But the fact remains that, dammit, there has to be a political price to pay for actively opposing something 66 percent — or, in the case of the background checks, 91 percent — of the people say they want. And the electorate is the only body of citizens empowered to exact these penalties, and it has been shamefully lax in doing so. Parts of the country have contented themselves with electing morons and crazy people. (How in the name of god does a buffoon like Louie Gohmert ever run unopposed?) Great portions of the country can be duped, or frightened, into voting against their own economic interests. And the great undifferentiated apathy that attends most of our elections is a deadweight on the democratic process that grows heavier by the year.

If our politicians are not responsive to our needs, then it’s time for new politicians, and we’re the only ones who can bring that about. And yet, it’s easier to complain about an inconvenient website, or a scary letter from an insurance company, or bullshit anecdotes that fall apart under the barest scrutiny. The country is ungovernable because we, The People, have decided not to govern it any more. That, to borrow a phrase from the president, is on us.

5 thoughts on “Ungovernable

  1. It is all in your point of view. As I see it, the USA is being governed quite firmly and competently exactly the way it is wanted by people with wealth, property and power. It is designed so that no popular movement can gather enough power to make any substantial change without the permission of the wealthy establishment. The three branches, “checks and balances”, the rules of the Senate and the overwhelming power of the courts controlled by the elite class ensure this. So does the party system and the rules for electing politicians.

    Whenever there is the threat of a drastic movement for change the system locks up as it is supposed to do.

  2. Ungovernable? The productivity rate for the April through September period increased by 1.85%. Yet wages remained stagnant. So where did all of that ‘new’ profit go? You guessed it. Right into the pockets of the wealthiest 20%. As an aside here are some facts: The American Revolutionary War was started and supported by 10% of the colonists. 40% supported the King of England in the war. 50% had no opinion about who they wanted to be in charge of their lives. If Charlie is waiting for a groundswell of support for some corrective action to take place—-forgetaboutit.

  3. I pretty much agree with PR. Government functions pretty much as those in power want it to function. Unfortunately for the country, that’s the 1%. They and their Rethug lackeys have spent 70 years constantly undermining effective self-governance. The only difference is now the DLC has Dems playing the same game.

  4. Like Ron, I too agree with PR. I think the demise goes back further that the post-Goldwater Republican Party. You kind of look at developments in the 1920s and 1940s that set us on this road, and the pace has picked up ever since.

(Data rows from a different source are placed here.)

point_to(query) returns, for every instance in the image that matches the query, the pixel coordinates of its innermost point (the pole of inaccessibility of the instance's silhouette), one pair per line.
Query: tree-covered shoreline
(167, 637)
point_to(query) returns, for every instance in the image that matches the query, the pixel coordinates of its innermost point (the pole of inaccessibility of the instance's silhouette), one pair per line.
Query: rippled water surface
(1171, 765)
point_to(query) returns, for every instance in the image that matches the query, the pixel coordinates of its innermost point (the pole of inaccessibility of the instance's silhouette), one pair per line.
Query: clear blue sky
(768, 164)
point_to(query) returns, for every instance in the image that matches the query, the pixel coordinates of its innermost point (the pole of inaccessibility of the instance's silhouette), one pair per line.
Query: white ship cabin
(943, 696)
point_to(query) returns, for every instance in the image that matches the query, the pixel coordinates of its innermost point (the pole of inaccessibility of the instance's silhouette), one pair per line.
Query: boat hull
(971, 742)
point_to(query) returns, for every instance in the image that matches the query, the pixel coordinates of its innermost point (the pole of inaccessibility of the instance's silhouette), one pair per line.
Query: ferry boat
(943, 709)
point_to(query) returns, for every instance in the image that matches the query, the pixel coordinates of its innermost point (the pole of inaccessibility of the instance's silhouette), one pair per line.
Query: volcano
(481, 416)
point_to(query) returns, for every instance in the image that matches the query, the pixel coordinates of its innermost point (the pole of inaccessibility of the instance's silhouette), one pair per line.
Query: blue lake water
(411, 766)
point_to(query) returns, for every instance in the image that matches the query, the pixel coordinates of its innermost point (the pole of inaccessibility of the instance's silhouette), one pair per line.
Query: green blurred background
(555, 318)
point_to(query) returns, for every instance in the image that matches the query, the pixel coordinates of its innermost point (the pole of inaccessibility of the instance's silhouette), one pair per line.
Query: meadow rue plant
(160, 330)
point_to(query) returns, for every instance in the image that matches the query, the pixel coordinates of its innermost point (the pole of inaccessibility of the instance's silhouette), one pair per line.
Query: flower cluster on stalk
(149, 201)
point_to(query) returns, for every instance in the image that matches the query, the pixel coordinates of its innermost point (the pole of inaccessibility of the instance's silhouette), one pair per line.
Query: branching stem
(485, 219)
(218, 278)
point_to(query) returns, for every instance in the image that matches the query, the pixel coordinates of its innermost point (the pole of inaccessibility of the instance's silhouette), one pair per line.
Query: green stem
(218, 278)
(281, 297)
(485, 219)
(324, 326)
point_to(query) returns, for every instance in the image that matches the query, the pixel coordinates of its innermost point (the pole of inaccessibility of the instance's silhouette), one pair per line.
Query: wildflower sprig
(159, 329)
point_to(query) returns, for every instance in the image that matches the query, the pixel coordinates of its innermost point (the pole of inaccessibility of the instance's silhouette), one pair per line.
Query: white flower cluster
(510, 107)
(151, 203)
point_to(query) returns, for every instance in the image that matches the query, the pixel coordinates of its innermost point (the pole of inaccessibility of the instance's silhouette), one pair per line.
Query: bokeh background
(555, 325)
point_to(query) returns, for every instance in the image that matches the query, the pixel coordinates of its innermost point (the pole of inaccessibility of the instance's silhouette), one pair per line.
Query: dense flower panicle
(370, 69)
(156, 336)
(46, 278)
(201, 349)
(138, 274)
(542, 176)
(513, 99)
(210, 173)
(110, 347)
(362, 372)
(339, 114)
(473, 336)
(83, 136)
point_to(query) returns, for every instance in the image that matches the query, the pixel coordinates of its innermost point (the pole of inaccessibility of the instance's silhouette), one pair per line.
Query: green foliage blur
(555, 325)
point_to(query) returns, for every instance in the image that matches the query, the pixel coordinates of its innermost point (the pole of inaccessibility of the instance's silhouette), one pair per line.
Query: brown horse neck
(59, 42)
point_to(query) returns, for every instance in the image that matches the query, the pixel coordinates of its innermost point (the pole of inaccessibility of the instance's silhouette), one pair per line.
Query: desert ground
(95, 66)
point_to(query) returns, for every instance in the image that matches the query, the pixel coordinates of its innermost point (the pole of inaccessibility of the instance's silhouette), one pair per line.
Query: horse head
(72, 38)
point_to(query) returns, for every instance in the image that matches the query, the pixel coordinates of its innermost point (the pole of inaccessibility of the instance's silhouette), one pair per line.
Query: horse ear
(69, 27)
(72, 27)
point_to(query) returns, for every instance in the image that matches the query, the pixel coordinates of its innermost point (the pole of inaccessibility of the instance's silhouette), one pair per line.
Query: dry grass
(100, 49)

    Whether it stemmed from Calvin Coolidge (“the business of this country is business”), for many years now the major political parties have both been clamoring that “government should be run like a business”. Are corporations, the predominant form of business in this country, at all democratic? No, they are strictly “one dollar, one vote” organizations, as opposed to “one person, one vote” organizations.

    Does the voice of the individual matter? No, and it hasn’t since the 1920s – not since Edward Bernays came out with his “Propaganda” series which basically – for the benefit of the ruling elite – showed how you could apply (his uncle) Freud’s findings combined with propaganda techniques learned from the Great War – and “manufacture consensus” as to products that would be made and how citizens should fit the mold government and business want them to fit.

    Any democracy or citizen involvement there? Not a bit.

    Then, move on to the 1940s. We’ve had earlier imperialistic adventures, but the military force was always greatly reduced in size after each adventure – until the end of World War II. Then it stayed big, and has constituted for decades the largest segment -and always growing – of the government.

    Is the military a democratic institution? Not by a long shot.

    So – Here we are 80-90 years later, getting more and more entrenched in practicing the items noted above, and we wonder ‘why doesn’t “government” seem to respond to the will of the people’?

    Really? Must we actually ask ourselves that?